# PGR Question



## RayTL (Jun 4, 2018)

All,

I'm considering the purchase of a Chapin push sprayer and some T-Nex. I've read so much that I'm not sure I should buy this and maybe I should just deal with the mowing.

I have different types of bermuda in the yard. There's some common spots, I think some 419, and I know some other types from the Bermuda Triangle seed I threw out in the side yard.

With that, what effect will the PGR have on these different types of grass given they require differing application rates? Will the common keep charging along while the 419 is suppressed?

I'm at about .75 HOC right now.
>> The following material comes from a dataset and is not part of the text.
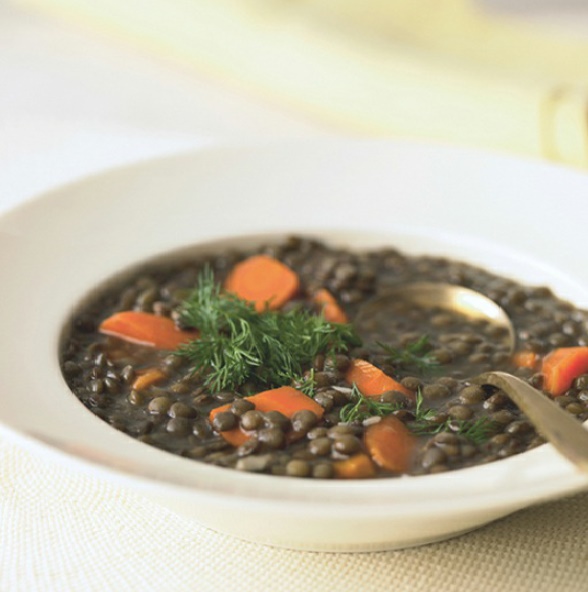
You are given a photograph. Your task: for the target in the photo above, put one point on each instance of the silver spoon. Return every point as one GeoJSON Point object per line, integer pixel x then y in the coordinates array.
{"type": "Point", "coordinates": [554, 424]}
I could go lower, but it's a pain with the undulations in the yard and no irrigation system.

Thanks,

Ray


----------



## Mightyquinn (Jan 31, 2017)

I don't think you will have an issue but you may have to play around with the application rates a little to find the sweet spot. I would start on the low end and work your way up depending on the control you are getting.  I use to apply .5oz/M when I first started using it but now I only use .25oz/M and get the same amount of control. It's definitely a game changer as it allows you to mow less often and get the same if not better results :thumbup:


----------



## RayTL (Jun 4, 2018)

Thank you @Mightyquinn ! I definitely could use a break from the mowing - with all the rain a fertilizer it's been non stop.

Best,
Ray


----------



## thesouthernreelmower (Aug 28, 2018)

I think the biggest benefit from pgr is the improved quality of turf. So much more dense and obviously mowing less is a benefit also.


----------



## Topcat (Mar 21, 2017)

You will have to give it a try to see how your lawn responds. Start with the lowest application rate and go from there. I had several different cultivars last year and even at the lowest application rates there was a more pronounced difference in the grass types. Off color, texture differences and different growth rates was the biggest impact. Because it takes several weeks for the PGR to grow out, I gave up on trying to find the sweet spot. My OCD couldn't take the color and texture differences that was more pronounced after PGR applications.


----------



## RayTL (Jun 4, 2018)

Thanks @thesouthernreelmower, looking forward to seeing the results.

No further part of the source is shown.